Bob Shanks, Ford's chief financial officer, told Automotive News Europe and other outlets on an earnings call the "low-performing part of our portfolio represents a majority of our volume, revenue and capital deployed in the region", referring to the Ford of Europe's offering of "cars and multi-activity vehicles".

One model singled out as an under-performer is the C-Max people mover. Other vehicles thought to be under pressure include the Mondeo, S-Max and Galaxy.

The company is busy rolling out new generations of the Fiesta and Focus. Ford has tried to bolster earnings from these models through the high-end Vignale trim line and the quasi-off-roader Active models. Despite that, the new Fiesta and Focus are "delivering incremental profit but [at] lower than planned [levels]".

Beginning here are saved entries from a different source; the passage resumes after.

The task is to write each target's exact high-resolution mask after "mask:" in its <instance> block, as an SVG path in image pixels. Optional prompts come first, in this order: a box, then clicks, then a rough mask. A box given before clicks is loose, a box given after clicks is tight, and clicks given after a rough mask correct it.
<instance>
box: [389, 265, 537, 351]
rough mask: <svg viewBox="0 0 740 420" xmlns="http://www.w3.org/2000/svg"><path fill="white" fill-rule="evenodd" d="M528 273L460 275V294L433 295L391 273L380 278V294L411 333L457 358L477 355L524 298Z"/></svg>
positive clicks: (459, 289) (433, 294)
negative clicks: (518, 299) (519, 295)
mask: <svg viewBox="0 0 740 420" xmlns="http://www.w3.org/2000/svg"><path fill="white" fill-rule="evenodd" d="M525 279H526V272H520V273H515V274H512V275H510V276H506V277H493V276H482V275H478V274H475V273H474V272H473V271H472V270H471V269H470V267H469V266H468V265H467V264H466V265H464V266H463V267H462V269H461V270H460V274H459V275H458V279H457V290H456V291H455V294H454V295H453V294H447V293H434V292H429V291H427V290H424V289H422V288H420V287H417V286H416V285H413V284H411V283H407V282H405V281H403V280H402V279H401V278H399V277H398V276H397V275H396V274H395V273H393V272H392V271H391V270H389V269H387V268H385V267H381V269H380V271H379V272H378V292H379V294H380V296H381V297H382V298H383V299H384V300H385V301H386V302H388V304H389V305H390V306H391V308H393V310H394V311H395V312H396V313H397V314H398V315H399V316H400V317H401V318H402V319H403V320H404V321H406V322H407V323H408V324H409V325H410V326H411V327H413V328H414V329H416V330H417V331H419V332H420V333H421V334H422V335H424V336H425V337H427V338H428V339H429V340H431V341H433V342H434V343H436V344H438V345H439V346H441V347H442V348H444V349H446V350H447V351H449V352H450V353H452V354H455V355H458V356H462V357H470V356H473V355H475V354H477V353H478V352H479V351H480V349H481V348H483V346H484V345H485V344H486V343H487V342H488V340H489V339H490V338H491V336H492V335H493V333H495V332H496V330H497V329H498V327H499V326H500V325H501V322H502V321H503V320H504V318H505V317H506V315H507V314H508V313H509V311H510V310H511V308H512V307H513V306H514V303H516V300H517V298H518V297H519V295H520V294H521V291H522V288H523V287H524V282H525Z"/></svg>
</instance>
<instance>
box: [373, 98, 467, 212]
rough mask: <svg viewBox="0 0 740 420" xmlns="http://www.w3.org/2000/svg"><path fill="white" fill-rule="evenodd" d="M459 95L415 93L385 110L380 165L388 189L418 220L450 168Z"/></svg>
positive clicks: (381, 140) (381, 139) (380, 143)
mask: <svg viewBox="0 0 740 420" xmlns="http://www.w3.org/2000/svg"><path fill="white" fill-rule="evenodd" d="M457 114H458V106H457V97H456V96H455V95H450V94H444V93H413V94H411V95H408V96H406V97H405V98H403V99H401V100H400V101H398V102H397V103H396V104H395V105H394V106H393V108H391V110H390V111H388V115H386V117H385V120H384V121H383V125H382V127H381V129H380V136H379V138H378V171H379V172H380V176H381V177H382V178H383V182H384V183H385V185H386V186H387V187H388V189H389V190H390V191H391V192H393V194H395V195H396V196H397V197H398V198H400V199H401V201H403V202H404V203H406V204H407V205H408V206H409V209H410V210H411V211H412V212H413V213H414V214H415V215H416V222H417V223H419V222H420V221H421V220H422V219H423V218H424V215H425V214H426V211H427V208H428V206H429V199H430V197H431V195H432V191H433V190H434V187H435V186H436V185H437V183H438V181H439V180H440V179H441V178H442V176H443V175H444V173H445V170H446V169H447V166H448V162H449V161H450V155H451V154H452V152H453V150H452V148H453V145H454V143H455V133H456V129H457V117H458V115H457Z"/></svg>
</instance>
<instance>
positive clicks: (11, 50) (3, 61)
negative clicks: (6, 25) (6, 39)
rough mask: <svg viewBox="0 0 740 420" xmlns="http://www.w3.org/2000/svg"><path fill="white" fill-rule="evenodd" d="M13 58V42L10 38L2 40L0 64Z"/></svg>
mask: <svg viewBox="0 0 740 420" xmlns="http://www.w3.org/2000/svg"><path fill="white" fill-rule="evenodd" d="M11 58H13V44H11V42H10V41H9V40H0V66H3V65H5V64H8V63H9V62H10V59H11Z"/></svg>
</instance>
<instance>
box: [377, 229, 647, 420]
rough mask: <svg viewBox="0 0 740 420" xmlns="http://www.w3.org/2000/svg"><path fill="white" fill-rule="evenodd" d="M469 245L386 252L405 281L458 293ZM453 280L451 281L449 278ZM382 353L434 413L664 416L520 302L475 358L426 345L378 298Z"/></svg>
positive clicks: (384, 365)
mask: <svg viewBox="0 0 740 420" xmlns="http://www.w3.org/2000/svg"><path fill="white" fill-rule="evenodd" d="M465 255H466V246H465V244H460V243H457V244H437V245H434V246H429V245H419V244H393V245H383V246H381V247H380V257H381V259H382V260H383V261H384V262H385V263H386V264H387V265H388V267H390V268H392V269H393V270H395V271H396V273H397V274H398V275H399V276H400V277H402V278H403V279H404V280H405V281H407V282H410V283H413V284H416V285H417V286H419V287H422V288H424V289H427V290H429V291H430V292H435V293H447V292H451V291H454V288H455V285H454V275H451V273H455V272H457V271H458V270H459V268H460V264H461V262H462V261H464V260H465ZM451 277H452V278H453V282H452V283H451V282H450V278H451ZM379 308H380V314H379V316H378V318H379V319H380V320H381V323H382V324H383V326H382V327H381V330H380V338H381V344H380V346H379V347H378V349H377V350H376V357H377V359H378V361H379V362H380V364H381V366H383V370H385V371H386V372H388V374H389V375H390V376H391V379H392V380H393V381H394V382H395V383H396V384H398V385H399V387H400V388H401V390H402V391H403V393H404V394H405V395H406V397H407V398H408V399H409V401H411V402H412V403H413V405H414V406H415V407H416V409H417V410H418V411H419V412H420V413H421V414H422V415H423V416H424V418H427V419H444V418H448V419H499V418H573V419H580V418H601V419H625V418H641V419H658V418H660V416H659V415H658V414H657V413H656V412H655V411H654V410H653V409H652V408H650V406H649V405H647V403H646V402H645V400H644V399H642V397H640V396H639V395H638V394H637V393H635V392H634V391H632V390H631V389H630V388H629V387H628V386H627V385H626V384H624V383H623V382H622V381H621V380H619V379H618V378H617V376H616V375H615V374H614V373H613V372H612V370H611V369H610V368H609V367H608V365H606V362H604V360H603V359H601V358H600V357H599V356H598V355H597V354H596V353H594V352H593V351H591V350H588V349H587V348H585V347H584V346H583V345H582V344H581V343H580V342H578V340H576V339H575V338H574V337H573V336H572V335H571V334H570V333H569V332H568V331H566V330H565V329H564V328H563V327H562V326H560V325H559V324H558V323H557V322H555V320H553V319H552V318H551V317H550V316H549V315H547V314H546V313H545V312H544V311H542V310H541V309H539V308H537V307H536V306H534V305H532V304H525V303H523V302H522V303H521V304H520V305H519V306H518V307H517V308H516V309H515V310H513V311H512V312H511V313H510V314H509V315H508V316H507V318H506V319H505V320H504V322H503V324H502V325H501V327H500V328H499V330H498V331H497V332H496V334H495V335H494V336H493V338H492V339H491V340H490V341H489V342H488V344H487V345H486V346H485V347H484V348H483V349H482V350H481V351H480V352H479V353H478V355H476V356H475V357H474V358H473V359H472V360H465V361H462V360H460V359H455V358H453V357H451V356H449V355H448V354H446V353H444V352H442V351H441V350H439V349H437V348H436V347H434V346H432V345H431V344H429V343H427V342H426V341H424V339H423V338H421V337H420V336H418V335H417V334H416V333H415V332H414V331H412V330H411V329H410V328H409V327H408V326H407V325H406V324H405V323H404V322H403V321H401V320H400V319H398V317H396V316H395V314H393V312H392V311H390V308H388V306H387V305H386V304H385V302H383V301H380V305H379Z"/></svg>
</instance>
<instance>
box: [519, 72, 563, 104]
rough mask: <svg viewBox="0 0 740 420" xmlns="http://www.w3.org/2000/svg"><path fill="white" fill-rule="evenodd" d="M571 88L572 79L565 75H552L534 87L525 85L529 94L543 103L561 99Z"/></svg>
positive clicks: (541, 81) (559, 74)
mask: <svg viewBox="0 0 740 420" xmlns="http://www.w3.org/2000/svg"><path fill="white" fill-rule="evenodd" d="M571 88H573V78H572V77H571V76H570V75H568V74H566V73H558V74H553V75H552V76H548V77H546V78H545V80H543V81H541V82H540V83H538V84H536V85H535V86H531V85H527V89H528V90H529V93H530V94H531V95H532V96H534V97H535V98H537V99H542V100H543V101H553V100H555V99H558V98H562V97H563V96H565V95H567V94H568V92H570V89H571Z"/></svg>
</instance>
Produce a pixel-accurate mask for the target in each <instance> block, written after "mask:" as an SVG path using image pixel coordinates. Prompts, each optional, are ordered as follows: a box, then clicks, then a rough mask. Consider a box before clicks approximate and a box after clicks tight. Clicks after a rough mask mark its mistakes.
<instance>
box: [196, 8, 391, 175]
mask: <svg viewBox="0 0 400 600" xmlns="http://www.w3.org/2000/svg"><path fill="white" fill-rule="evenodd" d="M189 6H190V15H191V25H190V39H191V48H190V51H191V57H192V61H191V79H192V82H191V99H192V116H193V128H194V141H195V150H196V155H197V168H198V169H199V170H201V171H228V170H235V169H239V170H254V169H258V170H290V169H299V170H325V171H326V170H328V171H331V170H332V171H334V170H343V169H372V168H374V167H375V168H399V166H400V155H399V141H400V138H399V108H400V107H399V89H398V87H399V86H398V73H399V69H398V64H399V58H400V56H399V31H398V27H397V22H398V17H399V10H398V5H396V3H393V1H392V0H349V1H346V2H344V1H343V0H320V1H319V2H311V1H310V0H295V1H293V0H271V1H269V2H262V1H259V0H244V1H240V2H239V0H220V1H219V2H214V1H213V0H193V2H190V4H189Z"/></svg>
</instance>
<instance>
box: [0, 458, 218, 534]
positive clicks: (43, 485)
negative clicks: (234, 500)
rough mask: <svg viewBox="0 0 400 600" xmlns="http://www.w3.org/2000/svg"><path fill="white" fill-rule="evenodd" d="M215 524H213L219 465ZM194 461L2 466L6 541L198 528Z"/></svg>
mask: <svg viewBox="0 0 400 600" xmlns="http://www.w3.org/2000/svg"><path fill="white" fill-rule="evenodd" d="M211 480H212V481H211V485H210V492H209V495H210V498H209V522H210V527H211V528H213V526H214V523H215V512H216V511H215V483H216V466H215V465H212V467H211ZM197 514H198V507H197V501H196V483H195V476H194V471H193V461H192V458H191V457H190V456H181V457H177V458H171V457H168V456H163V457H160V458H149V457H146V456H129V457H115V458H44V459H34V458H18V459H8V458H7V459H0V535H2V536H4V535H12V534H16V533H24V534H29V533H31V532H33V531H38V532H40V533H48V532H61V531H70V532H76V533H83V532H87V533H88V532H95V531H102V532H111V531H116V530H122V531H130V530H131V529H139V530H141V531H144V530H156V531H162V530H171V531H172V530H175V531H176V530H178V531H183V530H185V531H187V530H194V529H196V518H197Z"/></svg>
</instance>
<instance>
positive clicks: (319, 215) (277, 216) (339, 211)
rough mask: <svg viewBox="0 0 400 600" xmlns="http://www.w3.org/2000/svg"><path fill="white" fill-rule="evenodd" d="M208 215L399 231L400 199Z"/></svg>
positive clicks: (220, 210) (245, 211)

Jim Farley, Ford’s head of global markets, did admit the "majority of our deterioration” at the European arm came due to the uncertainty around Britain's exit from the European Union, and resultant the weakness of the pound sterling.

Farley also notes Ford of Europe is "behind on the shift to utilities and ... our portfolio under-indexes on this highly profitable and growing segment". He indicated new crossovers and SUVs will be launched by 2020 to improve the company's product mix.

In addition to growing its SUV portfolio, Ford will also concentrate on the light commercial vehicle segment. Farley said its various van models enjoy robust 13 per cent profit margins at the moment.

Ford will also seek to cut costs at its European operations, with its Blanquefort transmission plant set for closure or sale.

Shanks also highlighted partnerships are "part of our fitness toolkit", and these are expected to "play an even greater role" in the company's future.

Volkswagen and Ford signed an agreement this June to investigate a "strategic alliance" thought to be centred around commercial vehicles. Ford also has a long-standing engine partnership with the PSA Group, which runs the Peugeot, Citroen, DS, Opel and Vauxhall brands.

This latest shift of focus comes after Ford's North American arm announced plans in April to axe all its traditional passenger car models, except for the Mustang and Focus Active.